My sister is holding 5000 of my personal property stating I owe her rent. We never agreed to this in writing or verbally. It was understood that I would stay there and be her care giver. She barred me access as she changed the locks. Should I take her to small claims court or the police? This happened in the state of Washington
Asked on September 2, 2017 under Real Estate Law, Washington
Answers:
SJZ, Member, New York Bar / FreeAdvice Contributing Attorney
Answered 7 years ago | Contributor
Try calling the police first: they will probably not help, since they tend to incorrectly see this as a "civil," not criminal matter--even though, make no mistake, it is criminal (e.g. theft; extortion)--but contacting them is free; you lose nothing by trying the police, and if they help you, that will get you your belongings.
If they won't help, then you will need to sue. The easiest and fastest way to proceed is what you suggest: a small claims lawsuit for the value of your belongings, which case could be settle or resolved by her returning them. Even IF, for the sake of argument, you owed her rent, she would have no right to hold your belongins unless you had given her a security interest in them. Otherwise, her recourse would be to sue you for the rent she claims you owe. Therefore, she has no legal right to do this.

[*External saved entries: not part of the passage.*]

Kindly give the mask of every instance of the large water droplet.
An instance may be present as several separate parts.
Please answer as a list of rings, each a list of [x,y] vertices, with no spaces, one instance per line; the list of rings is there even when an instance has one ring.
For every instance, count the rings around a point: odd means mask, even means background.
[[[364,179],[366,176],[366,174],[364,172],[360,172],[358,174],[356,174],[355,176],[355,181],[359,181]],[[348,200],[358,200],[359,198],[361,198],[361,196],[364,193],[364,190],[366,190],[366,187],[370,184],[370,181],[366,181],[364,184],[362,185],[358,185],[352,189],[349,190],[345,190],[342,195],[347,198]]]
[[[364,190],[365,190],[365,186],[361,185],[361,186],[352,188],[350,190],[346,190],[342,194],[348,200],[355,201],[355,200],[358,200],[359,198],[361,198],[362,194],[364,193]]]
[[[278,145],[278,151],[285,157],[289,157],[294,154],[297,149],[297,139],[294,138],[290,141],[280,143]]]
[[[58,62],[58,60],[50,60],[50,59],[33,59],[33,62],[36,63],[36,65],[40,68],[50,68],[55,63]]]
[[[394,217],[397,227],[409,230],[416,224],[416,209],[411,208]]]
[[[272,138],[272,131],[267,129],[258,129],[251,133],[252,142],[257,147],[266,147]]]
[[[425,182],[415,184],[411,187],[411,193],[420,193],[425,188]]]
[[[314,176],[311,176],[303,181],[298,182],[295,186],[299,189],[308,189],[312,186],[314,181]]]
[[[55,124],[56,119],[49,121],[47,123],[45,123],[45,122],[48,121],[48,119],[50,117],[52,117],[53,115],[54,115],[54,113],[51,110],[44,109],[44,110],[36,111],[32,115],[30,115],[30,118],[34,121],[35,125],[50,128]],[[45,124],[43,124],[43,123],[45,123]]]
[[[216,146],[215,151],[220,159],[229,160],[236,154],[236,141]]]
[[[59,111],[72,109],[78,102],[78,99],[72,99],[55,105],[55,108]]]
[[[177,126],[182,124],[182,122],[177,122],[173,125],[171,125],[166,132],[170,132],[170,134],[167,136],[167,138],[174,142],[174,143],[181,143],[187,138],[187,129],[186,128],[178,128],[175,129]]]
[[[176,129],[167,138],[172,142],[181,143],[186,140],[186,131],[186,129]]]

If she does sue or countersue for the rent, she'd have to prove the existence of a rental agreement (e.g. an oral or written lease) by documentation, credible testimony, or other evidence. Given the familial relationship, if she does not have a written lease, correspondence acknowledging a landlord-tenant relationship, or copies of checks by which you had evidently been paying her rent, it is unlikely that she will succeed in this regard.